El valor de la renuncia
Cuando los sesudos analistas políticos califican la victoria de Theresa May en las legislativas británicas como de “pírrica”, locución que alude a las batallas ganadas a un coste muy elevado (“Otra victoria como esta y volveré solo a casa”. Pirro, rey de Epiro), el líder laborista, Jeremy Corbyn, insiste en la petición de renuncia a la premier del brexit duro.
Esta circunstancia -lógica para las formas políticas anglosajonas, pero no tanto para otras latitudes de la vieja Europa- y la teatral última dimisión ofrecida hace ahora apenas dos meses por la anglófona Esperanza Aguirre, me llevan a reflexionar sobre el concepto de renuncia en la vida política pública y partidaria en el Estado español. Hace unos días me decía un amigo que “hay muchos tipos de renuncia, pero que no todas tienen el mismo valor”. Yo le respondí que no podía estar más en lo cierto.
Más deudor que heredero (acepción que implica gran responsabilidad y saber estar a la altura) de aquellos políticos que lucharon tras largas y dramáticas décadas de exilio (exterior e interior) por lograr espacios de democracia y libertad para mi país, me pregunto qué queda de aquella cultura en la actual política. Qué queda del ejemplo de aquellos hombres y mujeres del ideológicamente plural destierro republicano que, en aras a la defensa y ampliación de las conquistas políticas y sociales y en el mantenimiento de unos irrenunciables principios doctrinales y de servicio público, supieron renunciar a la comodidad de una vida segura, a los amigos de antaño, al dinero y a la tierra misma donde se nació. Una renuncia para ganar un futuro colectivo en paz y libertad.
En el panorama actual, el concepto de renuncia política parece situarse al borde de la extinción por su corta traslación al ámbito práctico, por su casi nula materialización. Pero en los escasos casos en que se ejerce, tampoco adquiere el mismo valor.
Son renuncias que reciben de los compañeros de partido el falso atributo de la “ejemplaridad” cuando en verdad su única virtud es la de la contumacia, entendida como tenacidad en mantener un error. Por lo demás, adolece de cualquier valor. Este tipo de renuncias son propias de políticos mediocres, acostumbrados a rodearse de aduladores y colaboradores más mediocres aún, que nunca les harán sombra. Son dejaciones asociadas a un concepto maquiavélico de la política en el que la preservación del poder, a costa de lo que sea, resulta un objetivo de primer orden.

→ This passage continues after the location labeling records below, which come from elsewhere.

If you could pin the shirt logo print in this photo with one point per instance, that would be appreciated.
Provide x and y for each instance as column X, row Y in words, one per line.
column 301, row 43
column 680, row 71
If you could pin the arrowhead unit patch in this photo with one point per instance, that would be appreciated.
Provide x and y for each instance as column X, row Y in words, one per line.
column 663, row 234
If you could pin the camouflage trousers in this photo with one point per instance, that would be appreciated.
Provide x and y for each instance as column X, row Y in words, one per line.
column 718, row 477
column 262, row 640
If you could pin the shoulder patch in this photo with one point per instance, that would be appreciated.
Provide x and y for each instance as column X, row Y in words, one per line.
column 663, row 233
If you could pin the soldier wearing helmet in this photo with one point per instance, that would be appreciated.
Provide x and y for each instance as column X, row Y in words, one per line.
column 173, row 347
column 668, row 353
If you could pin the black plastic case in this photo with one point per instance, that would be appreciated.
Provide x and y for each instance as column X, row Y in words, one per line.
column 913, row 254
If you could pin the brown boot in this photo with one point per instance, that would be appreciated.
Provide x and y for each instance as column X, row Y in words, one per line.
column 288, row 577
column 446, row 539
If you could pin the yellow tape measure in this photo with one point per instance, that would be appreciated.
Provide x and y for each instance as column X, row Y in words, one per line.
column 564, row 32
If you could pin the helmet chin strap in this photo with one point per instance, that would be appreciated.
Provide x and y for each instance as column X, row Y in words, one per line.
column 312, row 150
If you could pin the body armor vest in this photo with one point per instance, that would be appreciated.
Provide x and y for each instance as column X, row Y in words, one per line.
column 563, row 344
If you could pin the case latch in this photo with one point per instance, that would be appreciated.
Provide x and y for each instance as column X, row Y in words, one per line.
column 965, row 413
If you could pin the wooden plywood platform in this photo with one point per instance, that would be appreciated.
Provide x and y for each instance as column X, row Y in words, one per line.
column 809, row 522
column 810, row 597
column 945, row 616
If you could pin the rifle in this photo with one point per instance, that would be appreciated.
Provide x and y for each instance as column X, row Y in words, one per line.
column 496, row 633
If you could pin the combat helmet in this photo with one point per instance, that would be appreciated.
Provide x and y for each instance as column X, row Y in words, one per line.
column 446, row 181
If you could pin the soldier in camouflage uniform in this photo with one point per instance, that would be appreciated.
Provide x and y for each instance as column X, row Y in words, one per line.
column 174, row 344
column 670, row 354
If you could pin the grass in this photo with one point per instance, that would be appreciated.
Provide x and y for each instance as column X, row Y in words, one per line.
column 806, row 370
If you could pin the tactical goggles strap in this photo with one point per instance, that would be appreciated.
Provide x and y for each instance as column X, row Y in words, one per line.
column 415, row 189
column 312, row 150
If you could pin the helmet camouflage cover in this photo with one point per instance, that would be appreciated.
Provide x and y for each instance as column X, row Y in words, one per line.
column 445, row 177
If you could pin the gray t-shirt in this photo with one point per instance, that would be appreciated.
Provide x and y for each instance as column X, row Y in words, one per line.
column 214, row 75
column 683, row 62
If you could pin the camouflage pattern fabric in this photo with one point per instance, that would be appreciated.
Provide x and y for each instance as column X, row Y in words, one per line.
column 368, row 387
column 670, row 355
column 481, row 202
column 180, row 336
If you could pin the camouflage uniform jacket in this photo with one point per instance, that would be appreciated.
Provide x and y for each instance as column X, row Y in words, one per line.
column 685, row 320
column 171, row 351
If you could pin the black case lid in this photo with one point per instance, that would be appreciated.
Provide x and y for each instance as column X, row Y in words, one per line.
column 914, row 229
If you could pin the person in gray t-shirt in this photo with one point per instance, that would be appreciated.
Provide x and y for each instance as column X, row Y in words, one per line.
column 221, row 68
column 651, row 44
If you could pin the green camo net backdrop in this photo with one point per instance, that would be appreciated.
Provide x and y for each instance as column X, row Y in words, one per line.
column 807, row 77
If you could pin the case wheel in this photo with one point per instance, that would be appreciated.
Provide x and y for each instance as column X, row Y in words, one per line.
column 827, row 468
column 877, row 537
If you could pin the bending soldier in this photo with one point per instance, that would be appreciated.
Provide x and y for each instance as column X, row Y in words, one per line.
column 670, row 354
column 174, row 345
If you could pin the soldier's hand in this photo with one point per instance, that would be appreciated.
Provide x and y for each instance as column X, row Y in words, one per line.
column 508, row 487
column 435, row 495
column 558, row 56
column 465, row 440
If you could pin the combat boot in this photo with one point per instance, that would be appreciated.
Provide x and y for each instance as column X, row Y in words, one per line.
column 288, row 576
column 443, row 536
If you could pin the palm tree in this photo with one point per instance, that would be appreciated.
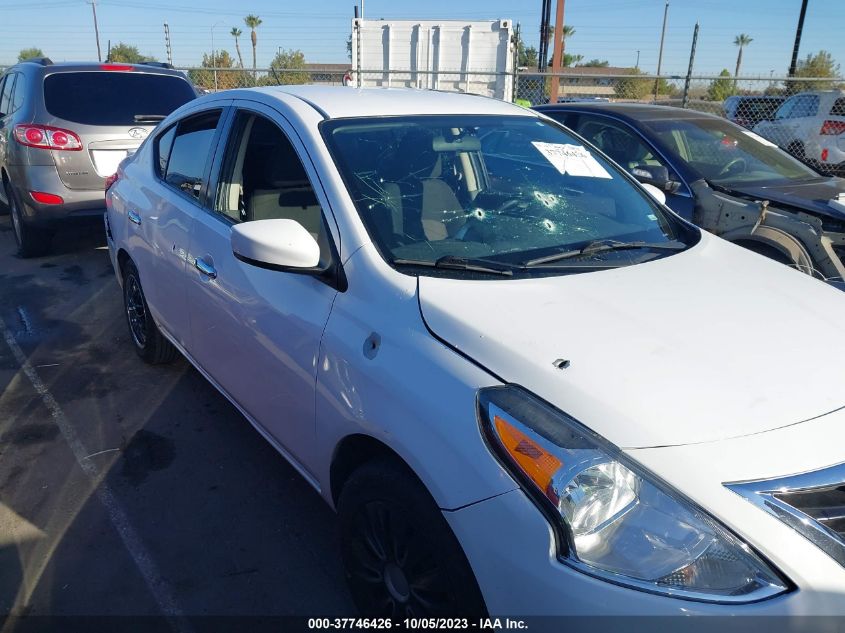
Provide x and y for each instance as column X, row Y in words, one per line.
column 253, row 22
column 741, row 40
column 236, row 33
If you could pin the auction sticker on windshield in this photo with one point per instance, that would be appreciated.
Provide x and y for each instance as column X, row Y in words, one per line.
column 574, row 160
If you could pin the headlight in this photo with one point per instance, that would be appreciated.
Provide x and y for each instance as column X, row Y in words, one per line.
column 613, row 519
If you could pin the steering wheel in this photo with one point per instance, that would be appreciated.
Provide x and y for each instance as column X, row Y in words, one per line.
column 732, row 164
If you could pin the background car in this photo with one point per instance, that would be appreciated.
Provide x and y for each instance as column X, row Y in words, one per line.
column 749, row 110
column 725, row 178
column 811, row 127
column 470, row 331
column 64, row 128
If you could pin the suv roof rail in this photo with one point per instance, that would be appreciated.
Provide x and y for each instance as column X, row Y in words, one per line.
column 44, row 61
column 157, row 64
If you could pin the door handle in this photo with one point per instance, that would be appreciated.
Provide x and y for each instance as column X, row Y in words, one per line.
column 205, row 268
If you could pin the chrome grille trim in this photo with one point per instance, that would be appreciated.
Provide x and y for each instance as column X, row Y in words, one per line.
column 762, row 494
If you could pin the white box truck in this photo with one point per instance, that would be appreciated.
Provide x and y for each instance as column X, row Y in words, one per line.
column 453, row 55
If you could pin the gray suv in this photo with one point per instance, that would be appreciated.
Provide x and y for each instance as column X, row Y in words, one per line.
column 64, row 128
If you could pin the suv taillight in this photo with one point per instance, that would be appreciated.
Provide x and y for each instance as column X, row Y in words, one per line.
column 833, row 128
column 110, row 180
column 47, row 137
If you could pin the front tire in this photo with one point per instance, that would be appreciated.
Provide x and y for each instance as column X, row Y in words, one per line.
column 31, row 241
column 147, row 339
column 400, row 555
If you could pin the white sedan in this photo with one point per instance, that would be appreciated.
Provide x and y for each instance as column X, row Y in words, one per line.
column 524, row 385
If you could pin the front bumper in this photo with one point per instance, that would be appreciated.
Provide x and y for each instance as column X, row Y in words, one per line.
column 512, row 549
column 78, row 203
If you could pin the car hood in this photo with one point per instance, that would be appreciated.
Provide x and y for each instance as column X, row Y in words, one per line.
column 812, row 196
column 708, row 344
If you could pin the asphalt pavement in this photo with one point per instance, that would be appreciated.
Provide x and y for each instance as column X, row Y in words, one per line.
column 134, row 490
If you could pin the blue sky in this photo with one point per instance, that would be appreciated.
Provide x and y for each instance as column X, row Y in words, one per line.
column 610, row 29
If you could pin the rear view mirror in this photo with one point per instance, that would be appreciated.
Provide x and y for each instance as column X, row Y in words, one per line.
column 656, row 175
column 275, row 244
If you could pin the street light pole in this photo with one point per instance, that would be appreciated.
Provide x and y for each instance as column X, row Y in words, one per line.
column 96, row 29
column 660, row 54
column 793, row 64
column 214, row 55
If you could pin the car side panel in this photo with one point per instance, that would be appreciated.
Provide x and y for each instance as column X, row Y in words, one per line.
column 382, row 374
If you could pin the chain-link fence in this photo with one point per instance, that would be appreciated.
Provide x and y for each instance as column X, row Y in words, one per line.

En estos tiempos en los que la política está sometida a continuos test de estrés, a exámenes inmediatos a través de las redes sociales y las nuevas tecnologías de la información, en estos tiempos en los que la dimensión del empoderamiento comunitario en el ámbito político es cada vez mayor, en los que el nivel de transparencia exigida a la clase política ha ganado muchos enteros y en los que la rapidez en que se suceden los acontecimientos genera un desgaste más acusado en nuestros representantes, la renuncia como fuerza ética va llamando a la puerta de los políticos con fuertes aldabonazos. De nuestros próceres depende su apertura.